Ruben Östlund.Joseph Fox

In exchange for this international success, he has also sacrificed talking about what is happening in his country – something he did in his early films. In Play, for example, he focused on a group of Black teenagers from immigrant families in Gothenburg, who scam kids from affluent backgrounds into giving them their cellphones. Play deals with racism and with the formulas by which relationships of trust are established and maintained, a theme that is very current, considering that the far-right Sweden Democrats placed second in the general elections this past September.

“I think it is due to the climate created by the media. To spread your message, you have to say extreme things. You have to provoke on an extreme level. And that has happened in politics, the extreme right has gone crazy, but they’ve gotten a lot of attention with the bullshit they say.
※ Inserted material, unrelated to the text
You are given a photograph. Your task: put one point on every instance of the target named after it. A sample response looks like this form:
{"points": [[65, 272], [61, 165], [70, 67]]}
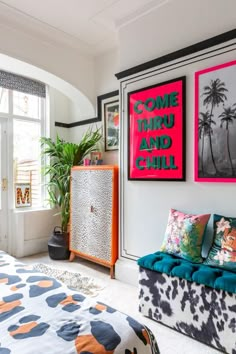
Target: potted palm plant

I don’t know how to break that pattern. I don’t know what to do about it. But it would be nice to see that every time the Sweden Democrats say something completely stupid, it doesn’t make the front page of the newspaper.”

Östlund ridicules the groups that monopolize the media conversation. In Triangle of Sadness, he takes on the world of fashion, which he describes as something so superficial and classist that it ranges from the terrifying to the pathetic. He also deals with the rich, whom he presents as strange beings.

“I actually try to make the most sympathetic characters into the rich characters. In the film, there’s an arms dealer and a Russian oligarch… I wanted them to be super nice. I wanted the oligarchs to be the [characters] that you really want to sit around and talk with.”

American distributors and reviewers have chosen a phrase for the promotion of the film that the director finds inappropriate: “Eat the rich.” The slogan is widely-used by anti-capitalists – it originates from a slogan used during the French Revolution, “When the people shall have nothing more to eat, they will eat the rich.”

“It’s a very silly explanation of the world. Rich people are nice. They just don’t want to pay taxes. That’s the problem.”